Una Casa de niños y niñas, donde la infancia crece despacio, en contacto con la naturaleza.
En una pequeña localidad rodeada de naturaleza existe una escuela infantil que demuestra que lo pequeño puede ser extraordinario. Es un espacio educativo donde cada niño/a es conocido por su nombre, donde el tiempo se adapta a la infancia y donde aprender significa experimentar, explorar y sentirse seguro.

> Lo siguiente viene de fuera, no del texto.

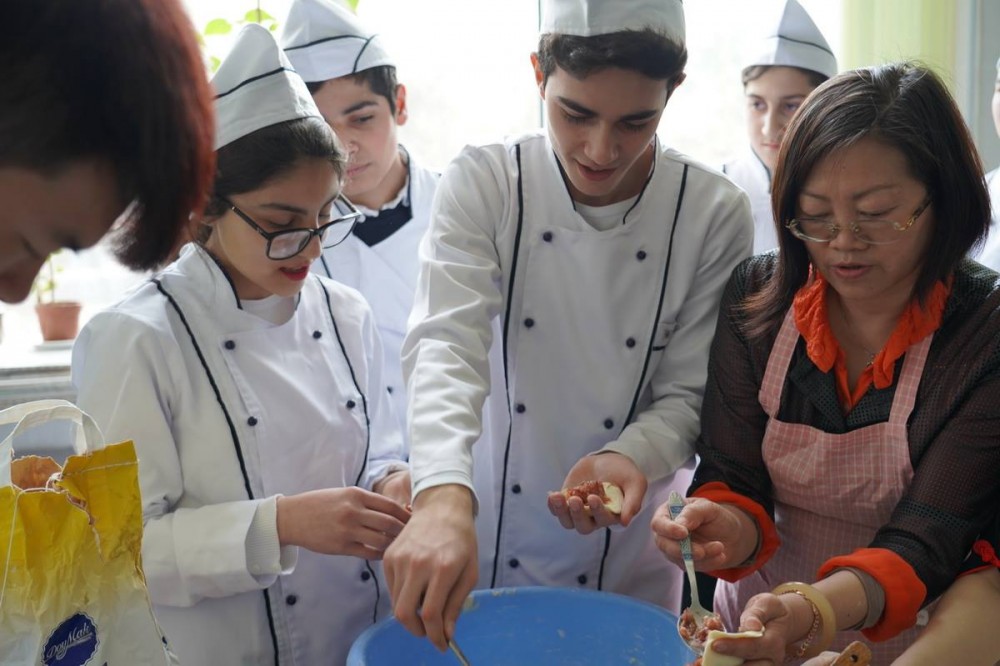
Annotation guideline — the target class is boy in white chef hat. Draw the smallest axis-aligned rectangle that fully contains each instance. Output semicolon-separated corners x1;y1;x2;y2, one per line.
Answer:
722;0;837;254
385;0;752;649
281;0;440;435
73;24;409;666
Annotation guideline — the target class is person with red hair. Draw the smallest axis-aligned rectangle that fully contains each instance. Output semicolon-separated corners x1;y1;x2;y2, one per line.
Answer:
0;0;214;302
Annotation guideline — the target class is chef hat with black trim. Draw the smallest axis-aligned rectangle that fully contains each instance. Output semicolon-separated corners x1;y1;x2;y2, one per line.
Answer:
281;0;396;83
743;0;837;78
212;23;323;150
541;0;685;46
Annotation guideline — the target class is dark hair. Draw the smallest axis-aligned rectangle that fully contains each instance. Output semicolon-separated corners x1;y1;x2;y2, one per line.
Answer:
306;65;399;114
741;65;830;88
745;62;990;335
0;0;214;269
538;28;687;91
195;118;347;243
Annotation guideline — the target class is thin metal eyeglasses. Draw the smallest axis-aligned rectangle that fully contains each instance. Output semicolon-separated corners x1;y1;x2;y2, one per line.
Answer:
221;195;364;261
785;197;931;245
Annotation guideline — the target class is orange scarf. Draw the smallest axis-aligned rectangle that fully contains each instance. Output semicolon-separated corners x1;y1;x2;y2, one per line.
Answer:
793;270;951;413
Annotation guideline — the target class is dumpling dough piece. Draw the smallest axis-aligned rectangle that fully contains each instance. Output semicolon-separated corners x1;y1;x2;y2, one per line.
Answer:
701;631;764;666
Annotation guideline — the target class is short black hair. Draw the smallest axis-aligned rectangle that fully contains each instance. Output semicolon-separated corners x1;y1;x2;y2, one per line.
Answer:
537;28;687;90
746;62;990;335
0;0;215;270
196;118;347;242
306;65;399;113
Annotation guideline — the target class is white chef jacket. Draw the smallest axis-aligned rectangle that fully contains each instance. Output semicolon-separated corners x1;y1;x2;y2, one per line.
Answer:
73;245;405;666
312;152;441;440
403;134;752;610
976;169;1000;271
722;147;778;254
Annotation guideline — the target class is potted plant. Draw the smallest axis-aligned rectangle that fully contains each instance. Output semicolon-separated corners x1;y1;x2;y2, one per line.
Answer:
32;252;81;342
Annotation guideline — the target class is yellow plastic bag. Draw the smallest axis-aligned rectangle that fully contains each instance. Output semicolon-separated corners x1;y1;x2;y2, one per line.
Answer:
0;400;176;666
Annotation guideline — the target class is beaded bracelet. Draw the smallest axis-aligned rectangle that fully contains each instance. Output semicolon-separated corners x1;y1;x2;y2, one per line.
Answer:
771;583;837;659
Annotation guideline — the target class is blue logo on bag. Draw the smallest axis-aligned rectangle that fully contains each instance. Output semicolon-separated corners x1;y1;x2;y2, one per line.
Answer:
42;613;97;666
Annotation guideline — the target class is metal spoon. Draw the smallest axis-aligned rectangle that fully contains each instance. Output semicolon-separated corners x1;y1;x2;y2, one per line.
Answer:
667;492;715;654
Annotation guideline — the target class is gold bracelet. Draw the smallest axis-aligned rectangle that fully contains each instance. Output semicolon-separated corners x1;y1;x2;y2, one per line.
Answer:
771;583;837;658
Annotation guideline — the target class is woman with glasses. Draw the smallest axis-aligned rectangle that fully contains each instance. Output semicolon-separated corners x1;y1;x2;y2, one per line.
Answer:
653;64;1000;664
73;25;409;666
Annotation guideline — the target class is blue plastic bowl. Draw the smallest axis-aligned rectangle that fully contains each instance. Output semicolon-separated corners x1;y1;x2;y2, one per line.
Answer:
347;587;695;666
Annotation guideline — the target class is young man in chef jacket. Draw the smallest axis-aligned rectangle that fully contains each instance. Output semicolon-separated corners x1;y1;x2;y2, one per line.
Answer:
384;0;753;648
281;0;440;440
722;0;837;254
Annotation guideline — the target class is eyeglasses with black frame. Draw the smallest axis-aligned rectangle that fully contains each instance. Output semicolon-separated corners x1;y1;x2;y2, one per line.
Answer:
221;194;364;261
785;197;931;245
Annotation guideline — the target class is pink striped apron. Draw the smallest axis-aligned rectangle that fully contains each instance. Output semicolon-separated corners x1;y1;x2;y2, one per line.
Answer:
715;309;933;665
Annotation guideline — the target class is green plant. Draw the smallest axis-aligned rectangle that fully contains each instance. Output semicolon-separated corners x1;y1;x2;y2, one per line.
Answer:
199;0;278;73
198;0;359;73
31;250;63;304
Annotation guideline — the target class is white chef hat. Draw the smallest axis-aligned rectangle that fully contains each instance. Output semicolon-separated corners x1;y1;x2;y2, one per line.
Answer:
744;0;837;78
212;23;323;150
281;0;396;83
541;0;684;45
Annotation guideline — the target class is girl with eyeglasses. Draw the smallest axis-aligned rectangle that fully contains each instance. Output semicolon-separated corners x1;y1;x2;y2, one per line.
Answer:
653;63;1000;664
73;25;409;666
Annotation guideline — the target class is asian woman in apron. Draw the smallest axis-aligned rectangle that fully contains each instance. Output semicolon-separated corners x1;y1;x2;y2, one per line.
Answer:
653;64;1000;664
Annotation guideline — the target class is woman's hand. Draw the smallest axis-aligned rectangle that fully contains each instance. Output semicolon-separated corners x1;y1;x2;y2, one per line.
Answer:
650;497;757;571
712;594;804;666
372;470;413;506
548;452;646;534
277;486;410;560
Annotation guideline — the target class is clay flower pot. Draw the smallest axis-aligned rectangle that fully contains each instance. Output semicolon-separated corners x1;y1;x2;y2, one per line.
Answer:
35;301;81;342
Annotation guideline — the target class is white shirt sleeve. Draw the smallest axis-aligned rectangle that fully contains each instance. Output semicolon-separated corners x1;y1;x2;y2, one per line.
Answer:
246;495;299;587
402;148;508;496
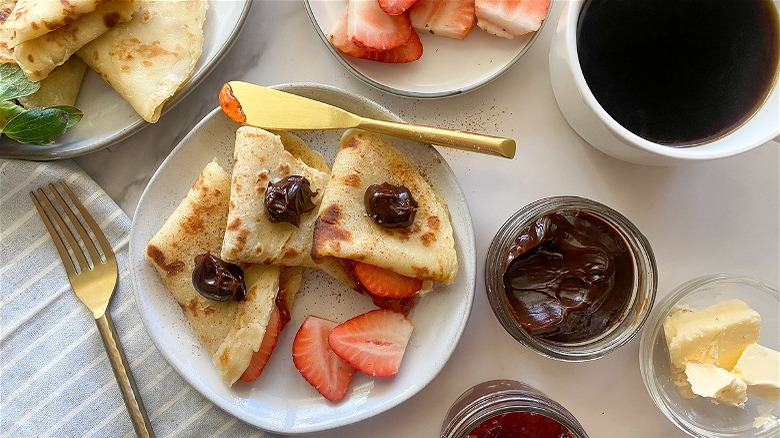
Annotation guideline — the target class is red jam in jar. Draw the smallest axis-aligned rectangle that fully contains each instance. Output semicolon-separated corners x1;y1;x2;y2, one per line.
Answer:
468;412;575;438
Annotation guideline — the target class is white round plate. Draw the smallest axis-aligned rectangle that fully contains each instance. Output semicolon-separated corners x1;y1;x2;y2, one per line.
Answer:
304;0;549;98
130;84;476;434
0;0;252;160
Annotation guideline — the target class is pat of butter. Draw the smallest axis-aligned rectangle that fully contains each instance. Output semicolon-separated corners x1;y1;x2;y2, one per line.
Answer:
685;361;747;407
732;344;780;401
664;300;761;398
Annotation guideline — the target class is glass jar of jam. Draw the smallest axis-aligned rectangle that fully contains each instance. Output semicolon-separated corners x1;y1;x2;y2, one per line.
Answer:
441;380;588;438
485;196;657;362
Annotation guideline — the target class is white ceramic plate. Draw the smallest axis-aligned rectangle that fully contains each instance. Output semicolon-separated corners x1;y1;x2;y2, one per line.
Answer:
0;0;252;160
304;0;549;98
130;84;476;433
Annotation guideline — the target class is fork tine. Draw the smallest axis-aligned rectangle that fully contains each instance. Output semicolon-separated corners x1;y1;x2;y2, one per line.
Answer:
60;180;116;261
49;180;102;266
30;189;76;278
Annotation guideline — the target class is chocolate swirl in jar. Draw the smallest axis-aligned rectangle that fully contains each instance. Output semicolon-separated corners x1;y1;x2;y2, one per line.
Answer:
503;211;634;343
265;175;316;227
363;182;418;228
192;252;246;301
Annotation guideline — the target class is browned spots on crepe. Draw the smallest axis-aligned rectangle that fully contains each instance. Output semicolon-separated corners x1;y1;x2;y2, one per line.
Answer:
341;173;362;187
146;244;184;277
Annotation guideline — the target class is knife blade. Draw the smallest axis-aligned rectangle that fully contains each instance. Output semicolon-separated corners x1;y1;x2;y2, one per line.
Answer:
219;81;517;158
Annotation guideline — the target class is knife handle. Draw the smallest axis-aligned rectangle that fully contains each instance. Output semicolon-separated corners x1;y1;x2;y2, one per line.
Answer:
356;117;517;158
95;311;155;438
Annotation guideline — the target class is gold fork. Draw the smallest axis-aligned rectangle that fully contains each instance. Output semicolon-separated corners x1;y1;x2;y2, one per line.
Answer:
30;181;154;437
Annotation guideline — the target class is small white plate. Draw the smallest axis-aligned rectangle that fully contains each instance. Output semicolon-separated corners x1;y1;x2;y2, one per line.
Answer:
0;0;252;160
130;84;476;434
304;0;549;98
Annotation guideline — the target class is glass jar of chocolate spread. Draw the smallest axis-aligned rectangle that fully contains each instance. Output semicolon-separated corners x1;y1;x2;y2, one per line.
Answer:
441;380;588;438
485;196;657;362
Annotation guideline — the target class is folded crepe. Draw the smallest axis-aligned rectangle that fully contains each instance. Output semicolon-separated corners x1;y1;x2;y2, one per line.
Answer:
221;126;328;267
146;162;301;386
76;0;208;123
17;56;87;109
14;0;138;81
4;0;110;48
312;129;458;284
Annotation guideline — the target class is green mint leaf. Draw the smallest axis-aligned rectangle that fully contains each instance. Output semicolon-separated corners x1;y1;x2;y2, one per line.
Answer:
0;62;41;100
3;108;68;145
0;100;24;133
47;105;84;128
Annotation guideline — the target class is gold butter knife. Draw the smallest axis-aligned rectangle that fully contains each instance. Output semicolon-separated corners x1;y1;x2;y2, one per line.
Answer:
219;81;517;158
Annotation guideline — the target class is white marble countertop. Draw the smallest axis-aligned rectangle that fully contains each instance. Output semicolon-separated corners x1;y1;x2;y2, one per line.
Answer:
76;0;780;437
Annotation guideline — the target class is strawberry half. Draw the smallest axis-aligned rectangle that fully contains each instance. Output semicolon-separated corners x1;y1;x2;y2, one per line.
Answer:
409;0;477;40
379;0;417;15
293;315;355;402
354;262;423;298
328;309;414;377
240;306;283;382
347;0;412;50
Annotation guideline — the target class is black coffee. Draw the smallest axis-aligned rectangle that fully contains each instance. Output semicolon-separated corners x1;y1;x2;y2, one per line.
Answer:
577;0;780;146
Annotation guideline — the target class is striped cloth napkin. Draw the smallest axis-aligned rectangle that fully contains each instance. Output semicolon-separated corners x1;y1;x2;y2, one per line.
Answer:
0;160;270;437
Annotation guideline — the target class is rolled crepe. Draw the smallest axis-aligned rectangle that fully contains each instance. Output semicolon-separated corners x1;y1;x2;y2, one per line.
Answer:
77;0;208;123
14;0;138;81
17;56;87;109
5;0;110;48
312;129;458;284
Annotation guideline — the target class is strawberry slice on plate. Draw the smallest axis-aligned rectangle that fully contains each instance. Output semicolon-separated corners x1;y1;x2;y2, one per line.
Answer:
409;0;477;40
347;0;412;50
379;0;417;15
354;262;423;298
328;9;423;63
474;0;551;39
328;309;414;377
240;306;284;382
292;315;355;402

Esta Casa de niños/as rural nace y crece en un entorno privilegiado: ubicada junto al embalse del Atazar entre campos abiertos, aire limpio, silencio, colores cambiantes según la estación de año y múltiples oportunidades para descubrir el mundo desde los sentidos. Aquí, la naturaleza no es un complemento, es parte del aula. Los niños juegan, observan, investigan y aprenden al aire libre, en el invernadero de la escuela, en los paseos por el entorno… desarrollando su curiosidad y su bienestar emocional desde los primeros años de vida.
Un equipo educativo estable y profundamente comprometido
El corazón de esta escuela son sus personas. El equipo educativo está formado por dos educadoras que llevan tiempo trabajando juntas, se conocen, se complementan y comparten una misma mirada respetuosa hacia la infancia. Esta estabilidad genera un clima de confianza fundamental tanto para los niños/as como para las familias.
Además, la escuela cuenta con una directora implicada que visita el centro todos los lunes, lo que permite un seguimiento cercano y continuo del proyecto educativo. A este acompañamiento se suma el equipo de atención temprana: una orientadora que acude una vez al mes para asesorar tanto al equipo educativo como a las familias. Si hubiera necesidad también se contaría con una especialista en Audición y Lenguaje, un especialista en Pedagogía Terapéutica y una Trabajadora Social. Equipo que en los centros educativos públicos es gratuito. Un apoyo profesional que garantiza una atención integral, algo poco habitual en centros pequeños y que supone una gran tranquilidad para las familias.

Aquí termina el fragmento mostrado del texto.